Malaysia's eviction of sea nomads casts light on precarious lives

By Mandy Leong, Hasnoor Hussein and Rozanna Latiff

SEMPORNA, Malaysia (Reuters) - Patches of palm thatch entwined with a few forlorn stilts sticking out of the emerald waters in a Malaysian marine park off the island of Borneo are the only traces remaining of the homes of hundreds of sea nomads.

Robin, one of those left homeless among a community that inspired the fictional 'Metkayina' tribe in the 2022 film 'Avatar: The Way of Water', took to a boat with his children to flee the Malaysian officials who razed their home.

"I don't know where to go now," he told Reuters from the deck of a wooden houseboat festooned with drying clothes, where he lives with a cousin and their eight children after the demolition drive razed structures deemed illegal.

His indigenous sea-faring community, known as the Bajau Laut, is famed for the ability to dive underwater for lengthy periods unassisted by equipment.

They have lived in the area for centuries, but are still seen as migrants by the authorities, since most of them lack basic paperwork to prove their names, ages and nationality.

Sometimes known as Sama Bajau elsewhere in Southeast Asia, many face impoverished, precarious lives and are denied access to health, education or financial services without such documents.

"We can't buy food because our gold pawn tickets were damaged during the demolition," said Robin's cousin, Indasaini. "We have no money. The children are sick and we don't have money to buy medicine."

Malaysian authorities must take a more compassionate approach and consult the community before evictions or resettlements, said Vilashini Somiah, an anthropologist at the University of Malaya.

"These programmes do not work because there's no consultation with them in which you recognize the community as people," she said, referring to previous efforts.

Many sea nomads settled around islands in the Tun Sakaran Marine Park, popular with divers and tourists off Malaysia's eastern state of Sabah, but a crackdown on cross-border crime since June has demolished hundreds of homes.

Another reason for the drive was national security concerns, as the waters of the Sulu archipelago between Sabah and the southern Philippines are a stronghold of Abu Sayyaf, a militant group notorious for piracy and kidnapping that is linked to Islamic State.

Like many undocumented Bajau Laut, Robin goes by one name and does not know his exact age.
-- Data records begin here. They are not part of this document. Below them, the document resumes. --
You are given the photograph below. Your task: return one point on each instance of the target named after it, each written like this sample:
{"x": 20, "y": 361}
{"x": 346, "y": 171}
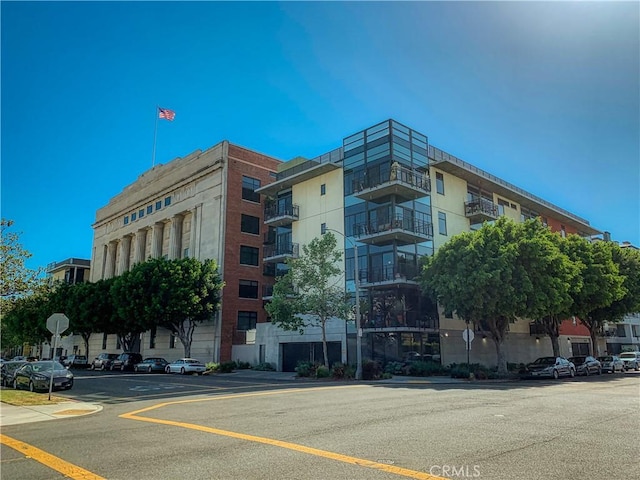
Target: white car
{"x": 630, "y": 360}
{"x": 186, "y": 365}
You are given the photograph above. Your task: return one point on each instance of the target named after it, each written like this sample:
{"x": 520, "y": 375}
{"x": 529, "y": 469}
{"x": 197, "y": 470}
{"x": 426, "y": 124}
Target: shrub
{"x": 264, "y": 367}
{"x": 371, "y": 370}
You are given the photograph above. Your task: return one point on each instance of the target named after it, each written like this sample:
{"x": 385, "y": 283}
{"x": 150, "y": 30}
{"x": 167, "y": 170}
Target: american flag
{"x": 166, "y": 114}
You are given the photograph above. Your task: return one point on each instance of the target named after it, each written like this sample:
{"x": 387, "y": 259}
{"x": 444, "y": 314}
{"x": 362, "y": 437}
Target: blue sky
{"x": 543, "y": 95}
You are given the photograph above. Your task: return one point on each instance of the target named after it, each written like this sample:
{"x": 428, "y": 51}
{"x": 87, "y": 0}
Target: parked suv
{"x": 103, "y": 361}
{"x": 126, "y": 361}
{"x": 630, "y": 360}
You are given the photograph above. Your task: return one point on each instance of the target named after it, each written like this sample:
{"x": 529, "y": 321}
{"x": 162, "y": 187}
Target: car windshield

But he said he can trace his family's history in the area, with his grandparents buried on an islet in the government-protected park.

To earn his livelihood, Robin said he used to fish and gather wood from the islands to sell on the mainland, but has been unable to do so since he was evicted.

GROWING SCRUTINY

Reuters was unable to verify Robin's account, but state officials confirmed the campaign to remove intruders from protected areas of the park in the Semporna district.

"The Sabah government will take all necessary action to help," Hajiji Noor, the state's chief minister, told Reuters, adding that authorities had found another coastal area in Semporna to resettle the community.

A fifth of the roughly 28,000 Bajau Laut identified by the government in Sabah are Malaysian citizens, though analysts believe the figure could be higher.

The state has an estimated 1 million undocumented residents, including stateless indigenous communities and economic migrants from neighbouring Philippines and Indonesia.

The evictions of the Bajau Laut come amid growing scrutiny of Malaysia’s treatment of migrants. In March, New York-based Human Rights Watch said authorities had detained about 45,000 undocumented people since May 2020.

The move has sparked outrage and debate in Malaysia, with some activists calling for citizenship for the community to ensure better protection, though some voiced concern over national security.

Bilkuin Jimi Salih, 20, a Bajau Laut youth born in Sabah, said a Malaysian identity document was key to securing better education and job opportunities.

"I had many ambitions ... to become a policeman, a soldier, but I can't because I don't have documents," said Bilkuin, who now teaches at Iskul Sama DiLaut, a non-government body that educates stateless children.

His efforts to build a career were hampered by the lack of a birth certificate and identity card, he added.

"It's costly to take a pregnant woman to hospital, and that's how I realised why I wasn't born in a hospital," he added. "My family was too poor to afford it."

Winning citizenship may be difficult, however, Vilashini said, in view of the community's disputed origins and a lengthy history of squabbles over resources between undocumented people and the residents of one of Malaysia's poorest states.

She urged the authorities to better engage with the community to resolve the issue, adding, "It has to be consensual, it has to be respectable."

Without documents, life feels truly unfair, Bilkuin said. "We want to have documents so that ... our children won't experience what we've been through."